New York futures traders were at a loss to explain the day’s decline. “We are still having very cold weather in the Northeast and we aren’t expected to get out of it until Feb. 20,” said a New York floor trader. “We are having another major snowstorm Wednesday night so I don’t know why we are drifting so low. It’s possible the market is looking ahead to spring, but this is one of the worst winters we’ve had since 1996 as far as cold and snow. Central Park has already had 41 inches of snow. People are using cross-country skis and snowshoes.”

More expansive weather outlooks, however, turned milder over the weekend. WSI Corp. in its six- to 10-day outlook showed above to much above normal temperatures over the western half of the country with below normal temperatures limited to the Mid-Atlantic and portions of the Great Lakes and New England. Monday’s “six-10 day period has trended warmer when compared to Friday’s forecast. Forecast confidence is considered near average standards as models show generally good large-scale model agreement with some embedded technical differences.

“Recent trends in the models support a milder solution across the Lower 48 as models continue to resolve an amplified warm ridge across the central U.S. There are some colder risks to [the] forecast early in the period over the Northeast pending if a developing coastal storm late in the one- to five-day period produces a fresh snow pack over the Northeast in through the Mid-Atlantic states.”

March futures settled 16.8 cents lower last week at $4.775 after a wild ride that took prices as high as $5.737. Risk managers, however, don’t see a long-term threat of higher prices.

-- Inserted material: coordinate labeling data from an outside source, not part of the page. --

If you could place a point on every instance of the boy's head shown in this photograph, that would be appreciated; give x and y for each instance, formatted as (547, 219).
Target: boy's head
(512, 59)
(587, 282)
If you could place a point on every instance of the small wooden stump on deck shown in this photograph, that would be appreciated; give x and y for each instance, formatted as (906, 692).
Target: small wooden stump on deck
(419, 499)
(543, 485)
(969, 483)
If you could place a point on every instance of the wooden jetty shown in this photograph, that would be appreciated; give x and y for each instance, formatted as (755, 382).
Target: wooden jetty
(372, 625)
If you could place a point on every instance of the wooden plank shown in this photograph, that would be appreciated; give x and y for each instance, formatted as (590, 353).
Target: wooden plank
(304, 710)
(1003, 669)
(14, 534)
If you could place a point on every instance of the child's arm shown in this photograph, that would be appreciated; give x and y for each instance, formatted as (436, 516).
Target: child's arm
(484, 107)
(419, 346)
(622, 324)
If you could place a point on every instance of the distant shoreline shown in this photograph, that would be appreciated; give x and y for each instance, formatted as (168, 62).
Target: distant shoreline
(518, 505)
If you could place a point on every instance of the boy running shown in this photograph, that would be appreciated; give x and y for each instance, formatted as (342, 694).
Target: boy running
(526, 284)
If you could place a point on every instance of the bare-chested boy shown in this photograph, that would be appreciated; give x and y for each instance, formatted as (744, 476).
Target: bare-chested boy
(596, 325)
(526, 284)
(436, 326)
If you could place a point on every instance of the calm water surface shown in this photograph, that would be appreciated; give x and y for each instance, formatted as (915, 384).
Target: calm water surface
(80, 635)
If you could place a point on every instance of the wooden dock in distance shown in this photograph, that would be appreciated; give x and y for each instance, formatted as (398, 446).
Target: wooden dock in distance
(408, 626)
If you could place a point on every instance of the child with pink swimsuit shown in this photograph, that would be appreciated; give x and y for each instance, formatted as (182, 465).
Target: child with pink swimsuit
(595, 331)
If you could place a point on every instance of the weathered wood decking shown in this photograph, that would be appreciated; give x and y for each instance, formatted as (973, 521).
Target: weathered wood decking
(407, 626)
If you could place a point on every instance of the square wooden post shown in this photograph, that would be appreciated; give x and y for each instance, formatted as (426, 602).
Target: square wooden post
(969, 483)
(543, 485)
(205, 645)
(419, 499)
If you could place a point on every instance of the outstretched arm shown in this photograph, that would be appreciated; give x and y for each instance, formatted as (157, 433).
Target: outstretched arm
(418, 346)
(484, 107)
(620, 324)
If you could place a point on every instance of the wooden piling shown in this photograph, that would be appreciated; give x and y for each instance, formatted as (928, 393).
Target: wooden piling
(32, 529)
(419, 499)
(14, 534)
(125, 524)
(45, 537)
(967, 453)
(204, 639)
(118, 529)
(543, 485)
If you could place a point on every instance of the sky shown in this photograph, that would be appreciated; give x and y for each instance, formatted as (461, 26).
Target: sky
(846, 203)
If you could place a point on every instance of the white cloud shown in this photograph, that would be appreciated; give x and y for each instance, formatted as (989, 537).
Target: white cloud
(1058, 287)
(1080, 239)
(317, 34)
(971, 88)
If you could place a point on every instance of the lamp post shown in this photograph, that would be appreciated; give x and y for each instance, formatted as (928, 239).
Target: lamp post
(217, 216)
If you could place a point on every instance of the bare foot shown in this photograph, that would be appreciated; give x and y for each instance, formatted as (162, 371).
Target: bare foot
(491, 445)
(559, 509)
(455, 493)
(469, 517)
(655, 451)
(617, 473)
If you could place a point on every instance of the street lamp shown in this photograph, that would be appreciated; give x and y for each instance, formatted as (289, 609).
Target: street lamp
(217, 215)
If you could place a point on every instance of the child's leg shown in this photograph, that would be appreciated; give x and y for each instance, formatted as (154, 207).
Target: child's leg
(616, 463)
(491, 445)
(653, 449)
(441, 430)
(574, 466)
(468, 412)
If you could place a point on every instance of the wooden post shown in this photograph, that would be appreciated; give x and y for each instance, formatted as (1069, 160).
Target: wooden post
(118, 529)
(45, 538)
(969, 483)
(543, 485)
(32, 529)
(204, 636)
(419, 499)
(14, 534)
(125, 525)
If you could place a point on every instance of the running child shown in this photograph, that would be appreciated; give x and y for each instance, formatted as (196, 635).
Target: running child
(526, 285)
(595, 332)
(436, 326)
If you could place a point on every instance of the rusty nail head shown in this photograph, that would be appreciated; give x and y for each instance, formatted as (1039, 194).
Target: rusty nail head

“We still feel the explosive rally indicates to us that the recent move is being driven by a short-term weather short squeeze rather than a major fundamental shift in the natural gas market,” said DEVO Capital President Mike DeVooght. “Also putting a damper on the back months is a strong offer by those that would love to lock in a $4.00-plus number (including the basis) so they can untap shut-in wells. On a trade basis, we will continue to hold the balance of the winter short positions. This past week we added to our short positions.”

DeVooght advised trading accounts to hold a short March futures position established earlier at $4.40-4.50. End-users should stand aside, and producers and those with exposure to lower prices should hold short a March position at $4.50-4.60, hold short an initial short position in the April-October strip at $4.20-4.30, and hold short an increased position in the April-October strip at $4.50.

Energy Metro Desk revealed an estimated storage withdrawal of 221 Bcf for the week ended Feb. 7. The estimate was the average of 11 participants surveyed and the range was from 209 Bcf to 238 Bcf.